Les poésies légères.
Vos services répétés me remplissent toujours de plaisir et de joie, mais je compte comme un des plus grands que vous ayez bien voulu ne pas me cacher la longue et abondante conversation qui s’est engagée chez vous sur mes petits vers, et qui s’est longtemps prolongée par suite de la diversité des jugements ; vous me dites que certaines personnes, sans trouver à redire à mes vers en eux-mêmes me blâment cependant, amicalement, et en toute franchise, d’en composer et de les lire en public. Je leur réponds, au risque d’aggraver ma faute, ceci : « J’écris parfois de petits vers peu sévères, j’en conviens ; mais j’écoute bien aussi des comédies, j’assiste à des mimes, je lis les lyriques et je goûte les vers sotadiques ; enfin, il m’arrive de rire, de plaisanter, de badiner, et pour exprimer d’un mot tous les genres de distractions innocentes, je suis homme ».

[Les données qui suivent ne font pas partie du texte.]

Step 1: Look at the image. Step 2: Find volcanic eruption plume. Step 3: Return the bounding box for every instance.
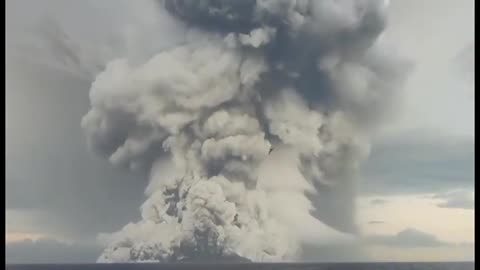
[82,0,407,262]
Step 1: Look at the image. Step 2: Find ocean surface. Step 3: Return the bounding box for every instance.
[6,262,475,270]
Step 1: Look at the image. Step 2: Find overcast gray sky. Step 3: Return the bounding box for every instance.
[6,0,474,262]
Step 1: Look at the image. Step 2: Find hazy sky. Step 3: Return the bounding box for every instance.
[6,0,474,262]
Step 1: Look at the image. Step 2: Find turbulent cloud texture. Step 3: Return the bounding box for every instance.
[77,0,408,262]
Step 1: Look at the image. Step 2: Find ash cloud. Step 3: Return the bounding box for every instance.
[78,0,409,262]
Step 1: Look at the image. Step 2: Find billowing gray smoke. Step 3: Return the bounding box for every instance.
[82,0,406,262]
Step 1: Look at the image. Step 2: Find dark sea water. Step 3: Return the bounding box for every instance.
[6,262,474,270]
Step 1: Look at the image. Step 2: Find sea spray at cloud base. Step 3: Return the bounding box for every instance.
[82,0,408,262]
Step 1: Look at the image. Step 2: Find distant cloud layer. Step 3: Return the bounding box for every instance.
[360,130,475,195]
[433,190,475,209]
[367,228,460,247]
[5,238,101,264]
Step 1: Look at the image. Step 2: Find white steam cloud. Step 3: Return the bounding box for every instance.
[82,0,407,262]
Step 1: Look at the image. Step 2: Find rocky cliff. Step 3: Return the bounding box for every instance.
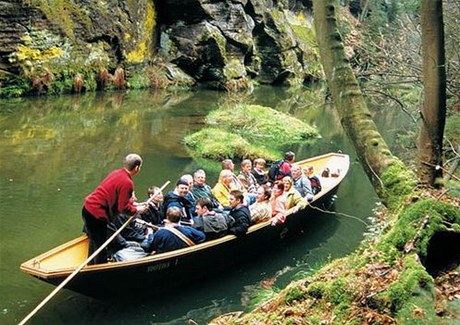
[0,0,321,96]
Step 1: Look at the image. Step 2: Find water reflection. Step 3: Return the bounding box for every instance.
[0,87,394,324]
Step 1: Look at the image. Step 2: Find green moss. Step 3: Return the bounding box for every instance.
[377,199,460,259]
[184,127,275,160]
[207,105,318,144]
[375,254,434,311]
[181,105,317,161]
[284,283,307,305]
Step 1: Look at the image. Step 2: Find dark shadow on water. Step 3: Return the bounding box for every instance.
[36,209,339,324]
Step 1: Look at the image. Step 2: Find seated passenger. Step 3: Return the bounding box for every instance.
[249,185,272,224]
[283,176,307,215]
[163,179,195,224]
[107,214,149,262]
[193,197,232,240]
[212,169,233,208]
[303,166,321,194]
[191,169,222,209]
[180,174,196,216]
[238,159,257,194]
[140,186,164,225]
[222,159,244,192]
[268,151,295,181]
[251,158,268,185]
[270,181,286,225]
[148,206,206,253]
[291,164,313,201]
[228,190,251,236]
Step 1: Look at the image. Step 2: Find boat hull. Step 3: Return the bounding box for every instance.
[21,155,348,298]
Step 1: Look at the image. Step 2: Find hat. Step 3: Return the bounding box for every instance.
[176,178,189,186]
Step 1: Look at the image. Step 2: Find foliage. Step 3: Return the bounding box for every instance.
[27,0,91,38]
[444,112,460,145]
[184,127,277,160]
[377,199,460,259]
[125,2,156,63]
[184,104,317,161]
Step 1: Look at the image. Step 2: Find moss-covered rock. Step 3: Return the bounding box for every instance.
[184,105,318,161]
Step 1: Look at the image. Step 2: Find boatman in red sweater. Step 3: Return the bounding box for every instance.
[82,153,147,264]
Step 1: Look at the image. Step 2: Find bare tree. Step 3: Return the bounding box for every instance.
[313,0,413,201]
[418,0,446,185]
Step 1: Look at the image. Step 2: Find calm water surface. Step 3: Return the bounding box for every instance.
[0,88,410,324]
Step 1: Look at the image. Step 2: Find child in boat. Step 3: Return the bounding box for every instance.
[249,184,272,224]
[193,197,232,240]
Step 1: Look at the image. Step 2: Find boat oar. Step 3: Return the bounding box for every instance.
[19,181,170,325]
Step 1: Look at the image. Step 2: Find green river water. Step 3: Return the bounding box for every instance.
[0,87,408,324]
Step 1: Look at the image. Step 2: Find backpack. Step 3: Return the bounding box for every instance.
[268,159,284,182]
[309,176,321,194]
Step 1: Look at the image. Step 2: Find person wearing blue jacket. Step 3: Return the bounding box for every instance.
[149,206,206,254]
[228,190,251,237]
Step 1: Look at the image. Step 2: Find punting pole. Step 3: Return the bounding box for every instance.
[19,181,170,325]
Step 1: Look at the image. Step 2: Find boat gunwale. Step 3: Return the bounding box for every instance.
[20,152,350,279]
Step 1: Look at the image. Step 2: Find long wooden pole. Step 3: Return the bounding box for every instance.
[19,181,170,325]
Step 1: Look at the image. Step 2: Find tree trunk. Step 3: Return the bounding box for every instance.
[313,0,413,201]
[418,0,446,185]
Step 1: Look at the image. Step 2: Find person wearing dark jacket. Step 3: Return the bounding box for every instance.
[107,214,149,262]
[228,190,251,236]
[140,186,164,225]
[148,206,206,254]
[163,179,195,223]
[193,197,233,240]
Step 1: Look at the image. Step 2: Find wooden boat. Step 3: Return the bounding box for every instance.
[20,153,350,297]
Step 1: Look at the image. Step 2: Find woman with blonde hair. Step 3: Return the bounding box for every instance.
[212,169,233,207]
[283,176,306,215]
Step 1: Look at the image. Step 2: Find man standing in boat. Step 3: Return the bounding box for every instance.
[82,153,147,264]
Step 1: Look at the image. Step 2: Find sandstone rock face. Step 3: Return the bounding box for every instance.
[157,0,316,85]
[0,0,318,90]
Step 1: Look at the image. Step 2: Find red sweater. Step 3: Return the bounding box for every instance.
[84,168,137,221]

Je ne suis point fâché d’ailleurs que l’on ait de mon caractère une assez haute estime pour que ceux qui ignorent que les hommes les plus savants, les plus graves, les plus irréprochables ont composé de pareils vers, s’étonnent de m’en voir écrire. Quant à ceux qui savent de quels illustres maîtres je suis le disciple, j’espère obtenir d’eux aisément qu’ils me permettent d’être en faute, mais du moins avec ceux dont il est honorable d’imiter non seulement les occupations sérieuses, mais encore les délassements. Dois-je craindre (je ne nommerai aucun vivant, pour ne pas m’exposer au soupçon de flatterie) dois-je craindre qu’il soit peu digne de moi de faire ce qui a été digne de M. Tullius, de C. Calvus, d’Asinius Pollion, de M. Messala, de Q. Hortensius, de M. Brutus, de L. Sylla, de Q. Catulus, de Q. Scaevola, de Servius Sulpicius, de Varron, de Torquatus, ou plutôt des Torquatus, de C. Memmius, de Lentulus Getulicus, d’Anneus Sénèque, d’Ann. Lucain, et tout près de nous de Verginius Rufus ? et s’il ne suffit pas des exemples de simples particuliers, je citerai encore le divin César, le divin Auguste, le divin Nerva, Tibère César. Je passe en effet Néron, quoique je sache qu’un goût ne devient pas pervers, pour être quelquefois celui des méchants, tandis qu’il reste honorable quand il est généralement celui des gens de bien, parmi lesquels il faut placer au premier rang P. Vergilius, Cornélius Nepos, et avant eux, Ennius et Accius. Ces derniers n’étaient pas, il est vrai, sénateurs, mais la pureté des mœurs ne varie pas selon les classes.
Toutefois, dira-t-on, je lis publiquement mes ouvrages et j’ignore si ceux-là ont lu les leurs. Oui, mais eux pouvaient se contenter de leur propre jugement ; tandis que je n’ai pas assez de confiance en moi, pour croire parfait ce qui me paraît tel. Je fais donc des lectures et voici pourquoi : d’abord un auteur qui doit lire apporte beaucoup plus de soin à ses ouvrages par respect pour ses auditeurs, ensuite sur les passages dont il n’est pas sûr, il décide comme d’après l’avis d’un conseil. Beaucoup même lui donnent des avertissements et s’ils ne les lui donnent pas, il devine le sentiment de chacun à son air, à ses yeux, à ses signes de tête, à ses gestes, à ses murmures, à son silence ; ce sont des indications assez claires qui permettent de distinguer l’opinion vraie de la politesse. Aussi, quand quelqu’un de ceux qui ont assisté à la lecture prendra envie de lire l’ouvrage, il s’apercevra que j’y ai fait des changements, ou des suppressions, peut-être même d’après son propre goût, quoiqu’il ne m’en ait rien dit. Mais j’en suis à me défendre, comme si j’avais convoqué le public dans une salle de conférence, non pas mes amis dans ma chambre ; or en avoir beaucoup a souvent fait honneur, et n’a jamais attiré de reproche. Adieu.